The college student working part-time in his dad’s hardware store had always been fascinated by motors, tinkering with them, figuring out how to make them run.
“There were people coming in all the time wanting their lawn mowers and chainsaws worked on,” that student Garry Morrison remembers. Problem was, the hardware store didn’t offer that service. So naturally, the guy with the fascination decided that he would learn how to do it and offer it himself.
“I taught myself how to fix them, started taking them home, kept working on them until I figured out what was wrong and then fixed it.”
He was good at it. When word got out, people started bringing Garry their lawn mowers for him to work on.
“I started doing it in the back of the hardware store, having people come in and drop it off and I’d take care of it, give it back to them.”
The part-time job became full time. “I got so big I had to hire people to help me.”
When it got too crowded in the back of dad’s hardware store, Garry bought his own building. “It got really popular and started blooming, so I dropped out of college and started the business.”
That was over 50 years ago.
You read that right.

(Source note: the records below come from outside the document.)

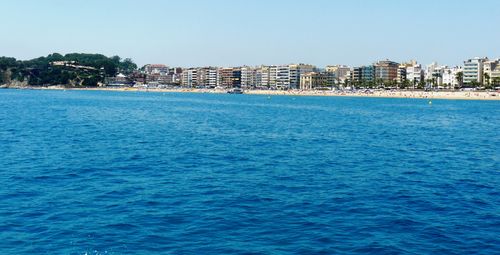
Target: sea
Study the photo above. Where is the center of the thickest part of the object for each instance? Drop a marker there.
(101, 172)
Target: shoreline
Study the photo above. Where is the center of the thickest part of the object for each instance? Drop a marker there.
(410, 94)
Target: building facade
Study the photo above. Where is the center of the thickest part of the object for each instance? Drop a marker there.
(314, 80)
(473, 70)
(386, 70)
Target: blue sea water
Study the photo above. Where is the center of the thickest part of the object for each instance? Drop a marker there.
(87, 172)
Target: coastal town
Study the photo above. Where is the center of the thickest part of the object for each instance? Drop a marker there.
(476, 78)
(475, 74)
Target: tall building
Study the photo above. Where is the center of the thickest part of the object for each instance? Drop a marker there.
(367, 73)
(356, 74)
(313, 80)
(283, 77)
(189, 77)
(262, 76)
(341, 71)
(473, 70)
(386, 70)
(207, 76)
(236, 78)
(492, 69)
(156, 69)
(225, 77)
(414, 73)
(296, 70)
(449, 78)
(248, 77)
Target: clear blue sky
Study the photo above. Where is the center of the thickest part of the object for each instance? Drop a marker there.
(233, 32)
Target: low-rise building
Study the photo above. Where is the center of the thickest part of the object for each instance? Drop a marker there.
(473, 70)
(314, 80)
(386, 70)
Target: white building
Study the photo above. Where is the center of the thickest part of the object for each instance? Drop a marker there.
(341, 72)
(414, 73)
(156, 69)
(473, 70)
(450, 77)
(248, 77)
(492, 68)
(189, 77)
(296, 70)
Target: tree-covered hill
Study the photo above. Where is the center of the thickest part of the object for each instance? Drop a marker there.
(74, 69)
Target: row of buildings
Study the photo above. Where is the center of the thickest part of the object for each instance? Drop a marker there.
(475, 72)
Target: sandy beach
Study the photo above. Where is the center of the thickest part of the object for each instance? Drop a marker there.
(452, 95)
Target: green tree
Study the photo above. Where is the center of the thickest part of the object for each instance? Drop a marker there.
(460, 79)
(487, 79)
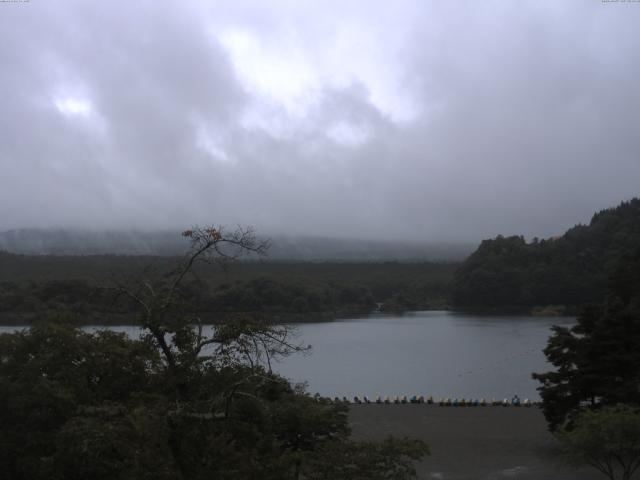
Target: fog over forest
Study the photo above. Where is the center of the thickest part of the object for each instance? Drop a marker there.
(424, 121)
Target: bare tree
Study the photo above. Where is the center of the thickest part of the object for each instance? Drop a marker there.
(181, 339)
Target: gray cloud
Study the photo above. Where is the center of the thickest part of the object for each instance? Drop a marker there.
(435, 121)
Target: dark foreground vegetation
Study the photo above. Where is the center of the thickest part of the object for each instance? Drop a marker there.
(174, 404)
(34, 285)
(592, 398)
(570, 270)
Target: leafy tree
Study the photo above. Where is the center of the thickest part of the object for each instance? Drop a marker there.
(568, 270)
(607, 439)
(597, 361)
(181, 402)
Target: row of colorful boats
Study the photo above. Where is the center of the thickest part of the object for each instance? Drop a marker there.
(443, 402)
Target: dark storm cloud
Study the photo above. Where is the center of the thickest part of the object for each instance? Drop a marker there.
(441, 120)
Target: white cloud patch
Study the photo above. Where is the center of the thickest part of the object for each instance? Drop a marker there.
(421, 119)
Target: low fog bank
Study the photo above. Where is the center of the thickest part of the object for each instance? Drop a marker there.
(293, 248)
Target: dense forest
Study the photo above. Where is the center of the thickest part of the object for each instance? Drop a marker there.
(569, 271)
(175, 403)
(284, 291)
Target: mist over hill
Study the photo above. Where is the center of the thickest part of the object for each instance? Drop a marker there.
(122, 242)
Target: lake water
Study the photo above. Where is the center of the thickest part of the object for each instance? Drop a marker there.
(444, 354)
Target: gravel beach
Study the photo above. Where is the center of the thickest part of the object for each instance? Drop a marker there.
(471, 443)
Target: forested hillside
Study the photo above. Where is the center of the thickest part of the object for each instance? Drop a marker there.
(569, 270)
(31, 286)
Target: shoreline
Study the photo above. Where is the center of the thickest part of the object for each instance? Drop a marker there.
(471, 443)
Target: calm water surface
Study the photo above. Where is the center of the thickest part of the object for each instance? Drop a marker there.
(444, 354)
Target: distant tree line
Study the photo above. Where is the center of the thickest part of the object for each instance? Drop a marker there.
(176, 403)
(280, 290)
(570, 270)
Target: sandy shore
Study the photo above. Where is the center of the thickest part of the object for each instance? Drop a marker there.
(471, 443)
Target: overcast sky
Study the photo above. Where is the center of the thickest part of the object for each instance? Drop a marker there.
(442, 120)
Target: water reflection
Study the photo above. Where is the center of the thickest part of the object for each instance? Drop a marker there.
(424, 353)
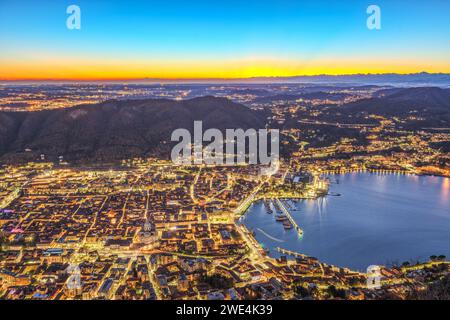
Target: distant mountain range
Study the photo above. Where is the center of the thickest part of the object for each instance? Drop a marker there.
(430, 105)
(114, 129)
(118, 129)
(394, 79)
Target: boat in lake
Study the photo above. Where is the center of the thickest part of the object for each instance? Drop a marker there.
(281, 218)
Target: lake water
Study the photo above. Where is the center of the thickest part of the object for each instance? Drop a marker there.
(378, 219)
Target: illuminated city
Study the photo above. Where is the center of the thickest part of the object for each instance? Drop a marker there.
(93, 205)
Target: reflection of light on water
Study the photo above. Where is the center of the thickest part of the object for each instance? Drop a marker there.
(445, 189)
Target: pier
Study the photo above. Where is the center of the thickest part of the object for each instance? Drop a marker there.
(289, 216)
(291, 253)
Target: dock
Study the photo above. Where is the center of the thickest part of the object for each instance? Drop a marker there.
(291, 253)
(289, 216)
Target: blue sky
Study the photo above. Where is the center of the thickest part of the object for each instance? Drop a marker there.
(195, 31)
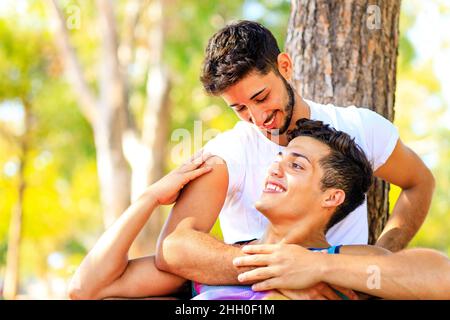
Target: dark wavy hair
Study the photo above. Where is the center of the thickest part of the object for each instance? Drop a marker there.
(235, 51)
(346, 167)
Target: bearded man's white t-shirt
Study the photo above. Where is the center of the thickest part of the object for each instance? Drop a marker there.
(248, 155)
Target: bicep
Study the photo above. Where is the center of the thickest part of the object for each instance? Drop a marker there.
(142, 279)
(200, 202)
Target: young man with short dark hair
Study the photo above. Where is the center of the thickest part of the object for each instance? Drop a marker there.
(245, 67)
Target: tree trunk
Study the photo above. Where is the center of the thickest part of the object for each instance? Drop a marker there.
(149, 168)
(345, 53)
(12, 272)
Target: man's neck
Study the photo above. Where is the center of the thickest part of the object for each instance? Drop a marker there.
(306, 232)
(301, 110)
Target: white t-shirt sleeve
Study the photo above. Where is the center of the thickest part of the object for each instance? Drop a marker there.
(381, 136)
(229, 147)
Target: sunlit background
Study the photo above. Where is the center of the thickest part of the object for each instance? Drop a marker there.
(60, 202)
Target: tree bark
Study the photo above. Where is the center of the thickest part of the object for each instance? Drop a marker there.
(148, 165)
(12, 272)
(345, 53)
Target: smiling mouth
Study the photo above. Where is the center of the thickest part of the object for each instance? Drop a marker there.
(269, 123)
(274, 188)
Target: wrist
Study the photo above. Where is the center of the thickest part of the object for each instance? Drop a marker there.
(325, 266)
(150, 196)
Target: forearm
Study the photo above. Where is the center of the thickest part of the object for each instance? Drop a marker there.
(407, 217)
(412, 274)
(108, 259)
(199, 257)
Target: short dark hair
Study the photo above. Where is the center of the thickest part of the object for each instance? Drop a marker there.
(236, 50)
(346, 167)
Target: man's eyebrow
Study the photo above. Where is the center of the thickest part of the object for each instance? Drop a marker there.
(256, 94)
(295, 154)
(251, 98)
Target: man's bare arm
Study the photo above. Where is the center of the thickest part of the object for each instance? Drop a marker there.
(185, 248)
(406, 170)
(408, 274)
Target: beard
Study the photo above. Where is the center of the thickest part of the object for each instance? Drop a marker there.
(288, 109)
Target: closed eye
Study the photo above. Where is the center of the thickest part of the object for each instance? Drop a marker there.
(296, 166)
(262, 100)
(241, 108)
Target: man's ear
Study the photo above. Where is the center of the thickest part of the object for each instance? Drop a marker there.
(285, 65)
(333, 198)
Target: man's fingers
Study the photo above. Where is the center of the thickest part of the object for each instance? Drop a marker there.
(265, 285)
(257, 274)
(256, 260)
(329, 294)
(260, 248)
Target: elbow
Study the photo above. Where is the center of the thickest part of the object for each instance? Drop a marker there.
(170, 253)
(76, 291)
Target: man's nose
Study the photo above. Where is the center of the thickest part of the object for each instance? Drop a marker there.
(275, 169)
(258, 117)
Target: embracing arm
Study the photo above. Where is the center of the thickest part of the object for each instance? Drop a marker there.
(408, 274)
(106, 270)
(185, 248)
(406, 170)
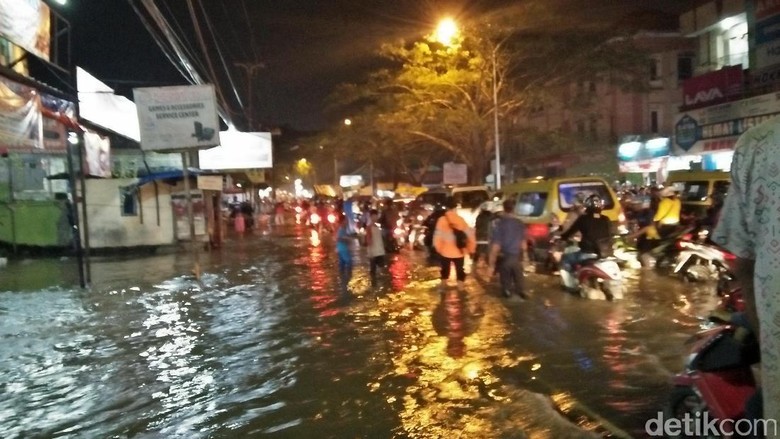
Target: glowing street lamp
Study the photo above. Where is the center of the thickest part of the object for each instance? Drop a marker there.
(446, 31)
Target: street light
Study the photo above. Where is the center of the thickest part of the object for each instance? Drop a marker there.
(445, 33)
(497, 174)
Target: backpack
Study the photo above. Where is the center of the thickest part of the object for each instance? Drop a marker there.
(461, 239)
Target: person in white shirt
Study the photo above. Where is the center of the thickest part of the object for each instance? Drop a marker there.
(375, 244)
(749, 227)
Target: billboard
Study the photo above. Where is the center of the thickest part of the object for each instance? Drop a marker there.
(98, 104)
(713, 87)
(455, 173)
(178, 117)
(26, 23)
(238, 150)
(718, 127)
(764, 32)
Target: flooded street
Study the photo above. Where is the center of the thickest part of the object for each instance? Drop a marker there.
(262, 347)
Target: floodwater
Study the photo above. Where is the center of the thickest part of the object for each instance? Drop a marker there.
(262, 347)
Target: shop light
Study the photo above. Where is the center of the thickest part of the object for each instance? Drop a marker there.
(657, 143)
(629, 149)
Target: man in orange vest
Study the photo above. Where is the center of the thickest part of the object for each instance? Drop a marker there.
(447, 243)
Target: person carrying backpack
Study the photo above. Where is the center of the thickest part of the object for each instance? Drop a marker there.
(453, 240)
(508, 241)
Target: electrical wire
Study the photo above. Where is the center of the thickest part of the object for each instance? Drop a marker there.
(204, 50)
(165, 50)
(221, 57)
(181, 38)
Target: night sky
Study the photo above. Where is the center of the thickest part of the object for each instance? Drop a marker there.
(306, 46)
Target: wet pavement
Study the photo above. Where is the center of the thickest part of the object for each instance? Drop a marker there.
(263, 347)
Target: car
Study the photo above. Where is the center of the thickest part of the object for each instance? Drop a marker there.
(468, 198)
(544, 203)
(698, 189)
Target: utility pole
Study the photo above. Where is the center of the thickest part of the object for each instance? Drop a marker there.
(250, 68)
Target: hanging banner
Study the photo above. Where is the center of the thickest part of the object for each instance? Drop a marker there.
(239, 151)
(98, 155)
(20, 116)
(179, 117)
(26, 23)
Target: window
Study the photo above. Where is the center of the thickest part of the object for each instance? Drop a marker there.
(531, 203)
(684, 67)
(568, 192)
(654, 121)
(655, 69)
(128, 200)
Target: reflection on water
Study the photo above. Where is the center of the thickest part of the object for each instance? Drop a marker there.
(263, 347)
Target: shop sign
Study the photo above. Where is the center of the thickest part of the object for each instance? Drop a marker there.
(765, 34)
(26, 23)
(178, 117)
(455, 173)
(713, 88)
(718, 127)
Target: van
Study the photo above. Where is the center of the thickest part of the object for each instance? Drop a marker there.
(545, 202)
(468, 198)
(697, 189)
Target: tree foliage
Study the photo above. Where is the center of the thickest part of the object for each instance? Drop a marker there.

Garry Morrison has owned and operated what became known as Bartlett Small Engines in Bartlett, Tennessee for over five decades. The family hardware stores are long gone, but Garry’s independent dealership — now with 20 employees offering full-service sales, parts, and service featuring top brand outdoor power equipment such as Hustler, Honda, and Stihl — is still going strong.
His longevity is his signature selling point to his commercial and residential customers.
“If anything, they know they can trust us.”
“I’ve had customers that have been dealing with me for over 40 years. The reason they keep coming back over and over again and wouldn’t think about going anywhere else is because they know me by name, they have my cell phone number, they know they can call me if anything comes up.”
Garry’s philosophy is rooted in treating the customer the way he himself would want to be treated.
“I try to get them in and out, I know their time is valuable,” Garry says. “They don’t want to spend all day standing around here, so we try to take care of them as soon as they get here and leave them with as little downtime as possible.”
He doesn’t mind admitting that he sees every customer as a member of his own family.
“I want to do a better job; it’s more than just a paycheck, it’s a desire to make sure my business works and that people are happy.”
A fixture in the community
Garry no longer has to worry about lack of workspace the way he did in those early days. Bartlett Small Engines kept growing and expanding until now it is a community fixture in a 10,000-square-foot building on a six-lane highway just outside Memphis.
“Other businesses around here use us as a landmark to give directions because everyone knows where Bartlett Small Engines is, so they give directions to their business by telling them where they are in relation to my shop.”
Garry values his community and regularly looks for ways to give back. Bartlett Small Engines supports local youth sports teams, sponsors various programs, and donates equipment for annual fundraisers. And he makes a special point to reach out to the next generation of business leaders so that they might find their way, just as he did in the back of his father’s hardware store.
“I’ve helped a lot of guys get started in the lawn business,” Garry says. “I’ve had a lot of people that work for me as mechanics and they started their own business and went out on their own and I can’t help but feel that the training I gave them helped them get into that.”
Did he know all this would happen 50 years ago?
“No, not at all. I thought I was going to get a college degree and go on, but that didn’t work out for whatever reason. I bought a building and went a different way.”